En l'espèce, le département du Val-de-Marne avait lancé un avis d'appel public à la concurrence à la fin de l'année 2011, en vue de l'attribution d'un marché à bons de commande ayant pour objet les transferts et déménagements de mobiliers et matériels sur les sites et établissements du département. A l'issue de la procédure, le pouvoir adjudicateur a retenu l'offre de la société X. Saisi par la société Y, le juge des référés précontractuels du tribunal administratif de Melun a annulé la procédure de passation par une ordonnance du 5 juin 2012, au motif que le choix de l'offre de la société X était fondé sur de fausses déclarations et portait atteinte au principe d'égalité de traitement des candidats et de transparence des procédures.

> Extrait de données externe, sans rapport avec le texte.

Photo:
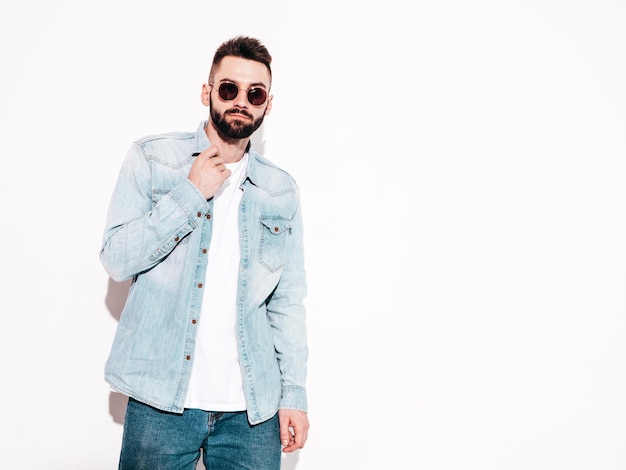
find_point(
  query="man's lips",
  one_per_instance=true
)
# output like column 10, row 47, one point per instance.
column 239, row 114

Le juge de première instance a relevé que les informations figurant dans le dossier de candidature de la société X étaient fausses. Son chiffre d'affaires avait été artificiellement augmenté pour l'année 2010 et les informations relatives au montant des salaires et à la valeur des véhicules de cette société étaient incompatibles avec les déclarations relatives à l'effectif salarié et au nombre de véhicules figurant dans le dossier de candidature.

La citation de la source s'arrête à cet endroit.